R - Mon message est simple : les pays de cette partie du monde, tellement marquée par les crises, peuvent compter sur la France. Le contexte d'instabilité chronique et croissante est un fait. Et le renforcement de nos relations avec nos partenaires du Golfe, notamment l'Arabie saoudite et les Emirats arabes unis constitue un moyen d'y répondre.

C'est notre intérêt mutuel. La Russie a choisi il y a bientôt un an d'agresser l'Ukraine et de ramener ainsi la guerre sur le continent européen. Sa guerre cause des morts par dizaines de milliers, des destructions indescriptibles. Je l'ai vu en me rendant la semaine dernière à Odessa. Face à cela, nous devons travailler ensemble à rétablir de la stabilité partout où les équilibres ont été rompus, qu'ils soient sécuritaires, économiques, énergétiques ou alimentaires. Nous devons également revenir aux principes communs de la Charte des Nations unies qui est claire : nul n'a le droit d'envahir son voisin : ce principe vaut en Europe, au Moyen-Orient et partout ailleurs.

Le Moyen-Orient connaît aussi les crises. Tout d'abord, il y a une escalade menée délibérément par l'Iran, avec des activités déstabilisatrices menées par ce pays à travers la région. Plusieurs autres foyers de tensions augmentent les risques : la montée des violences en Israël et dans les territoires palestiniens, le vide politique persistant au Liban, l'instabilité et la volatilité de la situation au Yémen en l'absence de trêve, ou encore la faillite de la Syrie, détruite par son propre gouvernement et toujours en proie aux appétits des voisins.

Ainsi, je le répète, la France est fidèle à son engagement aux côtés de ses partenaires du Golfe et en faveur de leur sécurité et la France est disposée à renforcer sa coopération avec l'Arabie saoudite pour résoudre les crises régionales et lutter contre les foyers d'instabilité dans la région.

Nous devons à tous prix favoriser le dialogue. Nous devons saisir toutes les opportunités pour faire baisser le niveau de conflictualité. La France ne ménage aucun effort y parvenir. C'est tout le sens de la Conférence de Bagdad 2 tenue en décembre dernier sur les bords de la Mer Morte. Le potentiel de coopération entre les pays de la région est énorme. Il faut le matérialiser, le faire advenir. Il faut injecter de la coopération dans cette région troublée, au bénéfice de tous, et en premier lieu, au bénéfice des peuples de la région.

Pour cela, la région peut compter des pôles de stabilité, notamment l'Arabie saoudite et les Emirats Arabes Unis.

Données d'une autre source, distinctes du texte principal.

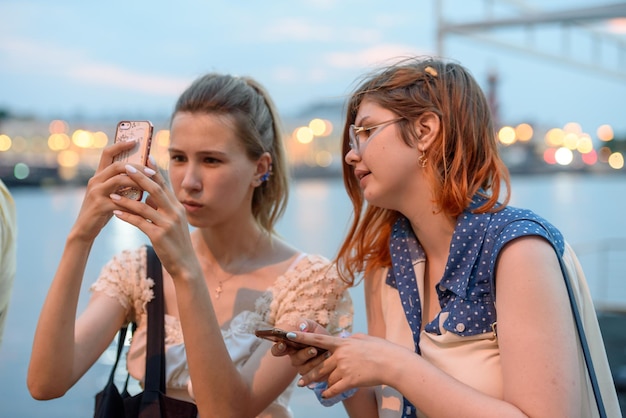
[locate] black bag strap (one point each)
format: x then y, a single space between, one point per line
120 346
583 341
154 384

Avec l'Arabie saoudite, nous avons d'ores et déjà noué un partenariat solide que nous souhaitons renforcer, dans toutes ses dimensions, économique, énergétique et culturelle. La France soutient la Vision 2030 portée par le Prince héritier, nos entreprises souhaitent accompagner davantage le Royaume dans ses projets de transformation économique et sociale, ainsi que dans sa transition énergétique. Nous nous réjouissons également de l'extraordinaire dynamisme de notre coopération culturelle. Notre partenariat exceptionnel sur Al-Ula et dans le domaine de la recherche archéologique sont de bons exemples de cette coopération exceptionnelle.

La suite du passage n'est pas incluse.